In the first half of the year under review, the temporary industrial plant closures in many countries as a result of the COVID-19 pandemic led to a decline in demand for raw materials. This initially resulted in falling raw material prices. Due to the global spread of the pandemic, many raw material producers were also forced to temporarily suspend their production either partially or completely. This temporary supply shortage, just as demand in industrialized nations was recovering, led to a sharp rise in raw material prices in the second half of 2020.
Carbon steel and stainless steel are input materials for many of the mechanical components such as stamped, turned, drawn and diecast parts integrated by Continental into its products. Steel wire is used in particular in tire production as steel cord but also, for example, in conveyor belts and timing belts to increase tensile strength. Aluminum is used in particular for die-cast parts and stamped and bent components, while copper is used in particular in electric motors and mechatronic components. On a euro basis, prices for carbon steel fell by 2% on average in 2020. The annual average price of copper increased by around 3% on a US dollar basis in 2020, while that of aluminum fell by around 5% on a US dollar basis.
Precious metals such as gold, silver, platinum and palladium are used by Continental and by our suppliers to coat components. Prices for precious metals rose again in 2020. On average for the year, on a US dollar basis, the prices of gold and silver increased by 27% each and the price of palladium by as much as 43%. The price of platinum remained relatively stable, with an increase of 2%.
Continental uses various types of natural rubber and synthetic rubber for the production of tires and industrial rubber products. It also uses relatively large quantities of carbon black as a filler material and of steel cord and nylon cord as structural materials. Due to the large quantities and direct purchasing of raw materials, their price development has a significant influence on the earnings of the Rubber Technologies group sector, particularly the Tires business area.
The price of crude oil – the most important basic building block for synthetic-rubber input materials such as butadiene and styrene as well as for carbon black and various other chemicals – fell sharply in the first few months of 2020 due to the decline in demand as a result of the pandemic. From May 2020, the listings recovered again, thanks to falling production levels as well as higher demand. The average price of Brent crude oil for the year decreased by around 34% year-on-year on a US dollar basis. As a result, the prices of various input materials for synthetic rubber fell year-on-year in the year under review. Butadiene and styrene, for example, decreased by 33% and 26% year-on-year on a US dollar basis.
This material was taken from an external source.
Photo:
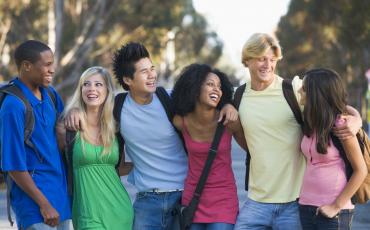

Prices for natural rubber initially fell in the first few months of 2020, before recovering again as the year progressed. The primary reason for this was the rise in demand for tires in Asia, particularly in China. But in Europe and North America too, demand normalized in the second half of the year. The average price of natural rubber TSR 20 for the year was down 6% year-on-year on a US dollar basis. The average price of ribbed smoked sheets (RSS) for the year rose by 6% on a US dollar basis.
The stronger euro led to a decline in the average price of raw material imports to Europe by around 2% in the reporting year. Overall, the described price developments for raw materials led to cost savings in 2020, in particular in the Rubber Technologies group sector. However, there is generally a gap of several months between purchasing raw materials, their delivery and their use in production, depending on the product and contractual arrangement. As a result, the rise in spot prices in the second half of 2020 is expected to lead to increased costs for raw materials in 2021.